Pernyataan ini disampaikan Presiden Prabowo Subianto usai meninjau korban kecelakaan tabrakan kereta api di RSUD dr. Chasbullah Abdulmadjid, Kota Bekasi, Selasa (28/4/2026).
"Di Jawa ada 1.800 titik yang juga lintasan seperti ini. Ini dari zaman Belanda, sudah berapa puluh tahun. Sekarang kita selesaikan semua itu," kata Prabowo dalam keterangan persnya.
Presiden mengakui banyak perlintasan kereta api di Indonesia selama ini tidak memiliki petugas penjaga. Ia menyebut pembenahan akan dilakukan melalui dua pendekatan, yakni penempatan pos penjaga atau pembangunan flyover di titik-titik krusial.
"Kita perhitungkan sekitar hampir Rp4 triliun. Demi keselamatan, karena kita sangat perlu kereta api, kita harus keluarkan itu," ujar Prabowo.
Presiden menegaskan perintah perbaikan telah dikeluarkan dan akan segera dilaksanakan, mengakhiri puluhan tahun pembiaran terhadap kondisi perlintasan yang berbahaya tersebut.
Untuk informasi lebih lanjut, kunjungi Towa.co.id.
Prabowo Kunjungi Korban Tabrakan Kereta Api di RSUD...
Towa News | 28 April 2026, 13.02 WIB
Prabowo Jenguk Korban KA Bekasi, Perintahkan Investigasi dan...

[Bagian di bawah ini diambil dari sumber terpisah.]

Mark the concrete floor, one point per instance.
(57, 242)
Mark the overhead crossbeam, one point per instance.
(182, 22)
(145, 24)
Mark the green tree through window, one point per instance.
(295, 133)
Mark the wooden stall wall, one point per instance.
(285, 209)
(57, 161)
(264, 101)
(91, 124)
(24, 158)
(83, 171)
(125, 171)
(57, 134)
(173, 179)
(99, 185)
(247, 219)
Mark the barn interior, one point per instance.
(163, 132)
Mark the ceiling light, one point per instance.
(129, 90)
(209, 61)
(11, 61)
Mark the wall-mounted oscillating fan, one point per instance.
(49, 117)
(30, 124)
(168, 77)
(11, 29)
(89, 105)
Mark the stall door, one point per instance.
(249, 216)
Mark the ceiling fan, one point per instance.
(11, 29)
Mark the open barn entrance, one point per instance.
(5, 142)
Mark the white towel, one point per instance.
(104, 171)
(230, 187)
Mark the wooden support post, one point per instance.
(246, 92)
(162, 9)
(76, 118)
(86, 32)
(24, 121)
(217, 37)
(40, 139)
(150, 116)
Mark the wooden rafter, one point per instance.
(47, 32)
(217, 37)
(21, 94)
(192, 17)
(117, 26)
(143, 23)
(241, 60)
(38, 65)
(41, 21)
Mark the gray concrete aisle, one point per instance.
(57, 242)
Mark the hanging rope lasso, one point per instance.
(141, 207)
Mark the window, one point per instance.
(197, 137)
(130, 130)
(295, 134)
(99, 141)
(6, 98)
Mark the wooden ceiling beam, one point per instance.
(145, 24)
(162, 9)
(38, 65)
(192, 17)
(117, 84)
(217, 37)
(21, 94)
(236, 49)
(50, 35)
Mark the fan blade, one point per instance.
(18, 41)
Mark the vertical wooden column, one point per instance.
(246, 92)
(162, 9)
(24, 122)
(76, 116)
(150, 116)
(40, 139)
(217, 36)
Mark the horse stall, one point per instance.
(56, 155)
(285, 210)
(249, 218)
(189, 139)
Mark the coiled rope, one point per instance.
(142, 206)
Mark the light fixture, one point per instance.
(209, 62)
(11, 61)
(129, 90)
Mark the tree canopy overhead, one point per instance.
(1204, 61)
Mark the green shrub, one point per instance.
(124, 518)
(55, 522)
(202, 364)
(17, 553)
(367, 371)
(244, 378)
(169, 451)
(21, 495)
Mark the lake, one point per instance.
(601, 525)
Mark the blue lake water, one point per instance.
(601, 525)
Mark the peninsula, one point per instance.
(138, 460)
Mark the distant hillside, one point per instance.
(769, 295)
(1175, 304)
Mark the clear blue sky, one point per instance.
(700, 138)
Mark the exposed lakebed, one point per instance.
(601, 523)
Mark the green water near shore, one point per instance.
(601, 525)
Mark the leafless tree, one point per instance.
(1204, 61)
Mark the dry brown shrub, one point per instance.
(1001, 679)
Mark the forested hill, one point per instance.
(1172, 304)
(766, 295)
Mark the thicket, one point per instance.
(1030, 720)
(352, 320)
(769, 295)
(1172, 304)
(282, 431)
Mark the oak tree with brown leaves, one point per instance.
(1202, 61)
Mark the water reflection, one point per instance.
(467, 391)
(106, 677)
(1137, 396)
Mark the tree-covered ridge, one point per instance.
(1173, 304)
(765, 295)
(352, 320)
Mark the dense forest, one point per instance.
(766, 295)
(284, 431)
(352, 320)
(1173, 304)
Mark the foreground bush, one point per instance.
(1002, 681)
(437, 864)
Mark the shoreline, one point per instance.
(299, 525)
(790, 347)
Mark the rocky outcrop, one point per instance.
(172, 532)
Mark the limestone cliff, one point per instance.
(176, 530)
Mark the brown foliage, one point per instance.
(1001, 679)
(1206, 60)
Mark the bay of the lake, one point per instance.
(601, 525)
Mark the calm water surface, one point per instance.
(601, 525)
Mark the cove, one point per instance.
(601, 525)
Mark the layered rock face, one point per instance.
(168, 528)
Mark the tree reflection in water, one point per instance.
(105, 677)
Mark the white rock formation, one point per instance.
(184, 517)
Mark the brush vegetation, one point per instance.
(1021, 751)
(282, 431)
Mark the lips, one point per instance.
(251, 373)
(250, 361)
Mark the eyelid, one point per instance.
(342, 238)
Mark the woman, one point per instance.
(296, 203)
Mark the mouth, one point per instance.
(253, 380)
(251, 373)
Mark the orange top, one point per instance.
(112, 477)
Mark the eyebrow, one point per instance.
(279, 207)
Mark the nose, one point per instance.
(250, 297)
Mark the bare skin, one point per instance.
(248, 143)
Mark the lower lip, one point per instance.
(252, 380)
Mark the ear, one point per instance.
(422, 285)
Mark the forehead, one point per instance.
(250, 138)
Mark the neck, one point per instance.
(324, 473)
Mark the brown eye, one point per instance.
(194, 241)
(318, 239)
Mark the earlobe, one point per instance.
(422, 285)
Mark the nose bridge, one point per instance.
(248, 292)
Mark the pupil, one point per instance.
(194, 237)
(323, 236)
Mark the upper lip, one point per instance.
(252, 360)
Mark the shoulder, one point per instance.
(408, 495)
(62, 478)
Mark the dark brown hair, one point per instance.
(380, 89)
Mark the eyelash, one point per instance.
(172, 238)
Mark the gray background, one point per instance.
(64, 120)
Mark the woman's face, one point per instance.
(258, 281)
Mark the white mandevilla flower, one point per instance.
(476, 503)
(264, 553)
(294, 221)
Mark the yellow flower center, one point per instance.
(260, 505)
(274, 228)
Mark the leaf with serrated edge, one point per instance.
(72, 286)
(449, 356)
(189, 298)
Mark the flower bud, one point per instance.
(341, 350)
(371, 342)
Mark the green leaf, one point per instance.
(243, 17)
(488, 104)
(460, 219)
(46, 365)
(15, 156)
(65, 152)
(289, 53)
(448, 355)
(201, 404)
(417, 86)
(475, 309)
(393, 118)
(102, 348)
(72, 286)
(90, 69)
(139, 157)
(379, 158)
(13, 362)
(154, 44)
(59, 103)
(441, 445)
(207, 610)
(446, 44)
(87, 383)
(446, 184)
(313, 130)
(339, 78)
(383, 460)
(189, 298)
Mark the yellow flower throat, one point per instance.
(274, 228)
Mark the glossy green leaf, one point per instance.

Towa News | 28 April 2026, 12.57 WIB
KAI Konfirmasi 14 Korban Tewas Tabrakan Kereta Bekasi...
Towa News | 28 April 2026, 12.52 WIB
KA Argo Bromo Tabrak KRL di Bekasi Timur,...
Towa News | 27 April 2026, 23.22 WIB
Garuda Indonesia Raih Predikat Maskapai Paling Tepat Waktu...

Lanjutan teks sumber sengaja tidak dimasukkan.